This story originally appeared on Yale Environment 360 and is part of the Climate Desk collaboration.

Jonathan Kusel owns three pickups and a 45-foot truck for hauling woodchip bins. He operates a woodchip yard and a 35-kilowatt biomass plant that burns dead trees, and he runs a crew marking trees for loggers working in national forests. Those are a lot of blue-collar credentials for a UC Berkeley PhD sociologist known for his documentation of how the decline of the timber industry affects rural communities.

What drove Kusel into a side business—logging small and dead trees and burning them in biomass boilers—is fear of fire. In 2007, the 65,000-acre Moonlight Fire blew flaming embers onto his lawn near Taylorsville, California, as he readied his family to evacuate. Last September, the Walker Fire scorched 54,614 acres just up the valley from the offices of the Sierra Institute for Community and Environment, the nonprofit research organization Kusel founded in 1993. In that 12-year span, wildfires burned 690 square miles in the northern Sierra Nevada.

Drought, a warming climate, and bark-beetle infestations have also killed 147 million California trees since 2013, most of them along the Sierra spine running south from Kusel’s home base past Lake Tahoe and Yosemite National Park to Tehachapi Pass, 75 miles north of Los Angeles. Scientists say these trees are poised to burn in California’s next round of megafires, threatening the range with blazes so intense they will leave some places unable to establish new forests.
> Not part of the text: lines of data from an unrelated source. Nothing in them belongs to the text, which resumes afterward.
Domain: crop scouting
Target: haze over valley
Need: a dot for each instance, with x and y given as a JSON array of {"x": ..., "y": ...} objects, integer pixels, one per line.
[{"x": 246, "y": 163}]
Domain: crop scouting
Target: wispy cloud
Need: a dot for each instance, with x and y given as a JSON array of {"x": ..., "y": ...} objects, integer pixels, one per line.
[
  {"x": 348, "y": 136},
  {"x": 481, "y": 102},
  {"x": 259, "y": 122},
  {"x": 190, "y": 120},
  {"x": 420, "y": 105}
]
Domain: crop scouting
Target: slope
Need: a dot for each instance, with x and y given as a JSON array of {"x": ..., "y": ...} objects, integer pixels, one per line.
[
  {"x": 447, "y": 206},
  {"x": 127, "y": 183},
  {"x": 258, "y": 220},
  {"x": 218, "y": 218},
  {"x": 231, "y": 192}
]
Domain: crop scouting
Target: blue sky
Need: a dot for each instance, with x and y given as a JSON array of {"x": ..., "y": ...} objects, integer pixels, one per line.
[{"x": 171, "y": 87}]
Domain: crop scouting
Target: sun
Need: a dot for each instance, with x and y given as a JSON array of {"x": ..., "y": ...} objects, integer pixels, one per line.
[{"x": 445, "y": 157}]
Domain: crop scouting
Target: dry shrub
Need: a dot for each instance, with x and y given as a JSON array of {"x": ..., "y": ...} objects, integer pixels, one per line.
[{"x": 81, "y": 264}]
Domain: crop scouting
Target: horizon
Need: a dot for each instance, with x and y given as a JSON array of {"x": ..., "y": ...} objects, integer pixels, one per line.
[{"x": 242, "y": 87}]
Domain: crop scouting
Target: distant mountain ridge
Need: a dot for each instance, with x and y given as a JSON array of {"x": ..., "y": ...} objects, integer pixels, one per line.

Kusel, 63, is one of a growing number of citizens and officials anxious to put those trees and their thick undergrowth to use before they ignite large-scale wildfires, pollute the air with choking smoke, and release large amounts of CO2. His institute has invested in logging equipment to supply wood chips to community biomass facilities, which burn them to produce heat and electricity. This is low-value vegetation that would have burned in natural fires a century ago, before the US Forest Service began suppressing fire.

Along with thinning trees in overcrowded forests, Kusel says, biomass projects help rebuild rural communities by creating jobs, all while preventing the massive carbon emissions released in wildfires. The Moonlight Fire alone spewed the annual CO2 equivalent of 750,000 gasoline-power cars.

“If we can’t figure out what to do with the lowest-value material, we will fail at restoring our forests,” says Kusel.

Biomass projects such as Kusel’s are controversial, especially in the Southeastern US, where states have rushed to convert forests into pellets for export to power plants in Europe. That market opened up after a much-criticized European Union decision to categorize biomass energy as a form of renewable energy.

As production has nearly doubled at facilities from Virginia to Florida, large-scale logging has had a major impact on Southern forest ecosystems, among the most diverse in the country. More than 35 million acres of natural forests have been lost, replaced by 40 million acres of single-crop pine plantations; local species extinctions doubled between 2002 and 2011, according to the Dogwood Alliance, an environmental organization protecting Southern forests. The American Lung Association and numerous health organizations blame biomass burning for a sweeping array of health harms, from asthma to cancer to heart attacks.

Kusel and others contend, however, that the West’s fire-prone ecosystems make biomass utilization fundamentally different. Kusel’s projects utilize dead, diseased, and burned trees, along with the small-diameter green trees that he says overcrowd forests and contribute to fire danger. But where Kusel sees ecosystem benefits, jobs, and cleaner air, some conservationists see overcutting that destroys wildlife habitat, removes carbon-storing trees, and releases even more carbon by burning them. “For the climate it’s a double whammy,” says Shaye Wolf, climate science director for the Center for Biological Diversity.